Yes. Based upon the value of Southwest common stock at the effective time of the acquisition, we believe that the acquisition met all of the requirements to qualify as a reorganization for U.S. federal income tax purposes. Former AirTran stockholders can obtain additional information regarding the material U.S. federal income tax consequences of the merger in the proxy statement/prospectus filed by each of Southwest Airlines Co. and AirTran Holdings, Inc. with the Securities and Exchange Commission on February 9, 2011, and are urged to consult their own tax advisors as to the specific tax consequences of the transaction to them in light of their particular circumstances.

What was the stock price of LUV at the effective time of the acquisition?

The last reported trading price of LUV stock on the NYSE at the effective time of the acquisition on May 2, 2011 was $11.74.

If I still hold stock certificates for shares of Airways Corporation, which shares were converted into the right to receive shares of AirTran Holdings, Inc. in 1997 in connection with the merger of Airways Corporation and Valujet, Inc., am I entitled to receive shares of Southwest common stock and cash?

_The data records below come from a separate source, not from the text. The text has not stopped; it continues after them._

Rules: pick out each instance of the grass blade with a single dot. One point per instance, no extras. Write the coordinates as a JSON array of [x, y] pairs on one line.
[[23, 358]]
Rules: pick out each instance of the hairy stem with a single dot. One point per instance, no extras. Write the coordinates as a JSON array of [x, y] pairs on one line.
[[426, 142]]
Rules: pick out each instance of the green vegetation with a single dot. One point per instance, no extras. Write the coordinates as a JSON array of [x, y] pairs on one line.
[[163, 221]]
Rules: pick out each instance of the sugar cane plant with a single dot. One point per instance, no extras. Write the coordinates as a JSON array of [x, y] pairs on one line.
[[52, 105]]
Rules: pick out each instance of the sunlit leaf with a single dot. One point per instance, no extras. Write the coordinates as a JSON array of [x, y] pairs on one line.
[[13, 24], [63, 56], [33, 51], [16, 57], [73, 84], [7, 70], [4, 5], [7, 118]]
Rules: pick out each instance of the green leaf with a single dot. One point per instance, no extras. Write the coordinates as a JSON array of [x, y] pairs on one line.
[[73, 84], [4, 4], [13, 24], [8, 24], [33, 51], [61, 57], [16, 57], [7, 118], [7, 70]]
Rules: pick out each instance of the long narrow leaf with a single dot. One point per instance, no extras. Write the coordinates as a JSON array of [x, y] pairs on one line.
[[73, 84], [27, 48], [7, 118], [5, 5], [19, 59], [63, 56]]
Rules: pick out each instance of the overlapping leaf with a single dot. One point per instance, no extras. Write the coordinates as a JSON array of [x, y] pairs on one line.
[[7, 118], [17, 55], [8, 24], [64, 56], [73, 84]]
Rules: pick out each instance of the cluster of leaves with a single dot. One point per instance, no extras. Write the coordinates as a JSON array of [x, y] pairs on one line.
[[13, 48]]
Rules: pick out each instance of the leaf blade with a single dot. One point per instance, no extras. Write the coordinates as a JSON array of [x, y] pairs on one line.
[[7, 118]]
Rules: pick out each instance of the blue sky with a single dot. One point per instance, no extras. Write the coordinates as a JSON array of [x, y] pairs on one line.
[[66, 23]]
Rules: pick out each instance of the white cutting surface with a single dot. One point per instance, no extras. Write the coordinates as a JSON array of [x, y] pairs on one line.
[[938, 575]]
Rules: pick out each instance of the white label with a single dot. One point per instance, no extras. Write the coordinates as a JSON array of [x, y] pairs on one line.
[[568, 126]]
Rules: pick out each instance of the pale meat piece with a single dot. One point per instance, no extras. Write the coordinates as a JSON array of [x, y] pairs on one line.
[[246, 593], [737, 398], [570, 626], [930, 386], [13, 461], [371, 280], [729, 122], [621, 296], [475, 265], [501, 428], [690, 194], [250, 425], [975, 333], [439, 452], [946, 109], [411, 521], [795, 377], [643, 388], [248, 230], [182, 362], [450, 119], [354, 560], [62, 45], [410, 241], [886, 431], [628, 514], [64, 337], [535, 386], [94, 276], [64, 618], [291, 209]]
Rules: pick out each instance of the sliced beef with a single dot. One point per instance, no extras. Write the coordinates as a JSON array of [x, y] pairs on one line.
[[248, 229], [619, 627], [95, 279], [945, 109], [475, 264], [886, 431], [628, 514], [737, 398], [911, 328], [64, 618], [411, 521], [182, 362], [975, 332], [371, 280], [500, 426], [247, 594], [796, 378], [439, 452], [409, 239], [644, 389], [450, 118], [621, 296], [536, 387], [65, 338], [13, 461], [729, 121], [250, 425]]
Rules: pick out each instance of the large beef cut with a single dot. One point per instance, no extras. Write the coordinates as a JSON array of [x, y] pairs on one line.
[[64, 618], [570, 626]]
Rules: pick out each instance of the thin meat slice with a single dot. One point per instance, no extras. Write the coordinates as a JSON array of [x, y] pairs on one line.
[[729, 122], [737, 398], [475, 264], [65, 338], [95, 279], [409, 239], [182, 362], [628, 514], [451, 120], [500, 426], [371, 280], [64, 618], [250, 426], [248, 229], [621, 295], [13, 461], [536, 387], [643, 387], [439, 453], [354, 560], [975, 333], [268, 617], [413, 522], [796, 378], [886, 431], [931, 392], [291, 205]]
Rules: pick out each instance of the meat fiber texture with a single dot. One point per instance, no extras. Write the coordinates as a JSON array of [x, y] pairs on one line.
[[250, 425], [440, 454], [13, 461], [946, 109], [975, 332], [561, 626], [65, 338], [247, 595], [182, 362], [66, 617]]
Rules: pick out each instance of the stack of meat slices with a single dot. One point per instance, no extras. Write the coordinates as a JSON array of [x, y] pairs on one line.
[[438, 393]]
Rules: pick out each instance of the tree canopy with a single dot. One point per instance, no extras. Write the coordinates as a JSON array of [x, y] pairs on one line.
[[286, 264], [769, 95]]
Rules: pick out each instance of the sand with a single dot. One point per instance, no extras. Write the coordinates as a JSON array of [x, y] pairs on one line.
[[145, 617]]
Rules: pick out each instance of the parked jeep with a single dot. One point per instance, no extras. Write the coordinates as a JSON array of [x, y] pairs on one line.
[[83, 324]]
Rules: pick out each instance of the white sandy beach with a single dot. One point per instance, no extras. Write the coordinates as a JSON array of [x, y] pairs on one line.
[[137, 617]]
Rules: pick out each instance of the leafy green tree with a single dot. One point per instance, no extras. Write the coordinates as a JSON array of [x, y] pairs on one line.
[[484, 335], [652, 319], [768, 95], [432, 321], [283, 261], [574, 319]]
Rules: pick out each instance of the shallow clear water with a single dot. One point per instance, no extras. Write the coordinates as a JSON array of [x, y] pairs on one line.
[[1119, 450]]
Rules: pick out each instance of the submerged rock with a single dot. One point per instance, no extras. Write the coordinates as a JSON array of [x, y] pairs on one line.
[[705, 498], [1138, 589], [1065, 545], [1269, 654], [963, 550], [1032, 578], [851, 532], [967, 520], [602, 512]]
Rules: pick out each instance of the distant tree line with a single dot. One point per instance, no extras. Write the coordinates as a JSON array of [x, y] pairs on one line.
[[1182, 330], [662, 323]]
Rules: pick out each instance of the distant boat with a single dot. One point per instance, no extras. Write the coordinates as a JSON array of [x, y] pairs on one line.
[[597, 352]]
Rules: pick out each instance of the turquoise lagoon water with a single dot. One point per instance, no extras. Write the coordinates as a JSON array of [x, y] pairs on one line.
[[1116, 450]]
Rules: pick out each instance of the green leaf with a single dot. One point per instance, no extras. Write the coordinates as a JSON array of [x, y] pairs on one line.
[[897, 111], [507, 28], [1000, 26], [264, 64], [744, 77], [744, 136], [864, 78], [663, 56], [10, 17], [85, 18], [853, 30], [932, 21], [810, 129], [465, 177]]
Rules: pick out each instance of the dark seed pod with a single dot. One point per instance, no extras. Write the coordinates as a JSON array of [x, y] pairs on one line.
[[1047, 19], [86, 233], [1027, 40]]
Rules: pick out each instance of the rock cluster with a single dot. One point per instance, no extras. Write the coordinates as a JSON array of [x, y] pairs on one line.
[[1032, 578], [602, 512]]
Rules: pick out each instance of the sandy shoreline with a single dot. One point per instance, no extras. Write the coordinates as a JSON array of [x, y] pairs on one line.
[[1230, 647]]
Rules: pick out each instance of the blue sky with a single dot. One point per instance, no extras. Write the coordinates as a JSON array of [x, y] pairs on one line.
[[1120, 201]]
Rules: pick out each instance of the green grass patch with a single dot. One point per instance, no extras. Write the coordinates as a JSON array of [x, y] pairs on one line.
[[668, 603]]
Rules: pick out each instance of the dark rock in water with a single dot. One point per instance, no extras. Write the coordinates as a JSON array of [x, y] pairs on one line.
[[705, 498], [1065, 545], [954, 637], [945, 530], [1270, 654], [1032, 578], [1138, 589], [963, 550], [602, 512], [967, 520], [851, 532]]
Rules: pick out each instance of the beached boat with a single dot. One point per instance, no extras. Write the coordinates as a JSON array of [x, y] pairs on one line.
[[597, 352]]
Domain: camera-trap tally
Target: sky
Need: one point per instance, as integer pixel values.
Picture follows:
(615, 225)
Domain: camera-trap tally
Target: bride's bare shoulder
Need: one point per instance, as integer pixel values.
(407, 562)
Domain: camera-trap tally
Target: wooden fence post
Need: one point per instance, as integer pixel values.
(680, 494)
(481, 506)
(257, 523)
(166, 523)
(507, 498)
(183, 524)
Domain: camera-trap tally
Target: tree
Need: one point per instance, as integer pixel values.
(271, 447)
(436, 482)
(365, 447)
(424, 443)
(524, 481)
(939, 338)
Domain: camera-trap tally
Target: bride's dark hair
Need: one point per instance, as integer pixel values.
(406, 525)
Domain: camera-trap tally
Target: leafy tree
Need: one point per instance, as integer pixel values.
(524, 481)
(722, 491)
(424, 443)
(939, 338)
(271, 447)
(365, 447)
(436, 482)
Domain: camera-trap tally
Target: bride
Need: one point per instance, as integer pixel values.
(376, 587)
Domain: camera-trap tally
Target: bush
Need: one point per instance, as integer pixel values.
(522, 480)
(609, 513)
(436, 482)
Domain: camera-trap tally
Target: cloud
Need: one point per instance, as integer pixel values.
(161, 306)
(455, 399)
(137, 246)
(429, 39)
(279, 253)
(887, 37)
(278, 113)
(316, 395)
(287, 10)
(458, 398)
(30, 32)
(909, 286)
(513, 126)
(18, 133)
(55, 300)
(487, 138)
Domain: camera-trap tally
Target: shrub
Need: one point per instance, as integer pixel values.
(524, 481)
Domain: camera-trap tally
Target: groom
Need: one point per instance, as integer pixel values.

Yes, if you never surrendered your stock certificates for shares of Airways Corporation held by you and would like to do so now in order to receive Southwest common stock and cash in exchange for the shares of AirTran Holdings to which you were entitled, you must submit your Airways Corporation stock certificates along with a properly completed Letter of Transmittal to EQ Shareowner Services. EQ Shareowner Services will be sending the necessary documents to be completed as soon as practicable following legal close on May 2, 2011. If you did not receive a Letter of Transmittal, you can request one by contacting EQ Shareowner Services (contact information above).